Di balik capaian itu, pemerintah China merestrukturisasi industri dirgantaranya, China Aviation Industry Corporation (AVIC).
AVIC I dan AVIC II digabung menjadi AVIC. Selain itu, China mendirikan The Commercial Aircraft Corporation of China (COMAC) didirikan untuk memperkuat sektor penerbangan sipil dan militer.
Restrukturisasi ini mempercepat proses riset dan produksi, sekaligus memperlihatkan ambisi untuk mandiri dalam teknologi kedirgantaraan.
Generasi keenam

Saat ini, China tak mau ketinggalan mengembangkan jet tempur generasi keenam.
Teknologi yang diusung dalam jet tempur generasi keenam mencakup AI, sistem sensor canggih, hingga kemampuan bekerja sama dengan drone tempur.

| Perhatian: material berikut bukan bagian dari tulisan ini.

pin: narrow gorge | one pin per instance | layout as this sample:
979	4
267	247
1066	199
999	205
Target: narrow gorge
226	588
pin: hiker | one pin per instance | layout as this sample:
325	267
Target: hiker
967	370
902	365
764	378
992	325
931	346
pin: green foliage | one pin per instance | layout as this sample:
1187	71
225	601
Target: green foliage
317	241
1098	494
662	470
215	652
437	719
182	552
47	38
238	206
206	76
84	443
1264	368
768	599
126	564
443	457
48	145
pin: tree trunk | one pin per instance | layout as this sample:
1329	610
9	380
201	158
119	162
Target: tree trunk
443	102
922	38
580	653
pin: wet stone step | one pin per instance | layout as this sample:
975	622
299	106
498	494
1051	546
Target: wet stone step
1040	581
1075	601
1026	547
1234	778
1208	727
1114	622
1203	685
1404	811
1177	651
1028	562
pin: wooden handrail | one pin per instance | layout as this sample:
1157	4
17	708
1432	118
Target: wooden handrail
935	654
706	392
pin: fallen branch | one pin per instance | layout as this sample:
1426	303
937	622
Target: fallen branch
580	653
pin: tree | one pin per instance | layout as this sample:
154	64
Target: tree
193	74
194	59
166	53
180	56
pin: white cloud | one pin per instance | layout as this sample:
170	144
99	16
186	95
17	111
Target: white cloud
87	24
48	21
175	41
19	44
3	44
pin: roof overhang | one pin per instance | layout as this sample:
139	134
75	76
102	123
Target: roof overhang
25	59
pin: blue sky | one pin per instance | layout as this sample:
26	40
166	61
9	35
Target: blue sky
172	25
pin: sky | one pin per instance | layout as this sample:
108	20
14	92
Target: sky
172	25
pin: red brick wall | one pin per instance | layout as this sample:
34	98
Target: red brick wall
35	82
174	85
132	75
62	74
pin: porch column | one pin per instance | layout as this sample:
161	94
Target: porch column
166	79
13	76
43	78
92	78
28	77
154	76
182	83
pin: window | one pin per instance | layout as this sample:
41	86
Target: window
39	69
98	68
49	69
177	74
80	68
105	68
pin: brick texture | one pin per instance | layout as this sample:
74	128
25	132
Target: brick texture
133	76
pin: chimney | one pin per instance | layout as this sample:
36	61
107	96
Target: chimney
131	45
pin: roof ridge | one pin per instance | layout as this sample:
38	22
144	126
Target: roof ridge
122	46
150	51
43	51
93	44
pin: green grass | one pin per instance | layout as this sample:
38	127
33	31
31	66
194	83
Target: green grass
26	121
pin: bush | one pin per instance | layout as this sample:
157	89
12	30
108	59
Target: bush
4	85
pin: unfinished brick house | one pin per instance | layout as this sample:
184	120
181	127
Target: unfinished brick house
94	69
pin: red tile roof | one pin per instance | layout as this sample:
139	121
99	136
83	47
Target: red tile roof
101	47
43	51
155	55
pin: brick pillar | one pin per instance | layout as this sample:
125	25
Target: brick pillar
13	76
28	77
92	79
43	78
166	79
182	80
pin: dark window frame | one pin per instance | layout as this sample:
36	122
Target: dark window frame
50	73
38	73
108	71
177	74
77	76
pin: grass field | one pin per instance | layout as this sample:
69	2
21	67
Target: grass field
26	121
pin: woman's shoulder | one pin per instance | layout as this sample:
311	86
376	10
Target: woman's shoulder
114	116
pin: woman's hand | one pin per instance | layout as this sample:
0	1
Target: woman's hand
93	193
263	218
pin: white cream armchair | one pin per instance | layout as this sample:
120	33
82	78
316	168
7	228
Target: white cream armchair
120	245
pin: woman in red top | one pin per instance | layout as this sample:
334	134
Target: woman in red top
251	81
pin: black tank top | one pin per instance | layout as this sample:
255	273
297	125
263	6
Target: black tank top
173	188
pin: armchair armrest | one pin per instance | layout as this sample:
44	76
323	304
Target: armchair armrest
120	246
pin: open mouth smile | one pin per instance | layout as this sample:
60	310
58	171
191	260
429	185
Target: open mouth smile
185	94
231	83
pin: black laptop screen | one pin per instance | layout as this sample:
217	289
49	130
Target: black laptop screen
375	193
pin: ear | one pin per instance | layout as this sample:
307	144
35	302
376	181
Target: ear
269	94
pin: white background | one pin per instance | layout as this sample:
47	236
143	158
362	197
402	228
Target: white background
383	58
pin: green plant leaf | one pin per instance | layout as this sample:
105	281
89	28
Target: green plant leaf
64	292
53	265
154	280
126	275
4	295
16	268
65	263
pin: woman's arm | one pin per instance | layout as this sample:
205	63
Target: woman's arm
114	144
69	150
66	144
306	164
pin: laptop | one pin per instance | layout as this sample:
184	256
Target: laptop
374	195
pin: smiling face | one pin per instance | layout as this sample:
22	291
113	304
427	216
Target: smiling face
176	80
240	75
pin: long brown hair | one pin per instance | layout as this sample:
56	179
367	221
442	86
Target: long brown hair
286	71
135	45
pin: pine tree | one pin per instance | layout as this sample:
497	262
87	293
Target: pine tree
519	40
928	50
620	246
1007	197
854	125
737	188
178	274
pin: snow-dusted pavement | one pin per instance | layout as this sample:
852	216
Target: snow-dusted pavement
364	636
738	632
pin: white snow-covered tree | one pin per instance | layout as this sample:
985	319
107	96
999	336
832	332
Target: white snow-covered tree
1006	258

Awal tahun ini, China memperkenalkan J-36, jet tempur generasi keenam dengan bobot lebih dari 44 ton.
Jet ini diyakini menggunakan tiga mesin demi jangkauan tempur hingga 2.700 kilometer.
Sejumlah laporan militer menyebut, J-36 dirancang untuk menahan kehadiran pesawat tempur dan pengebom AS di Pasifik.
Jet ini juga diprediksi mampu membawa lebih dari 4,5 ton senjata, termasuk rudal jarak jauh dan sistem serangan elektronik.
Kokpit ganda berdampingan memungkinkan pengendalian drone secara real time. China diperkirakan dapat mengoperasikan jet ini sebelum 2030.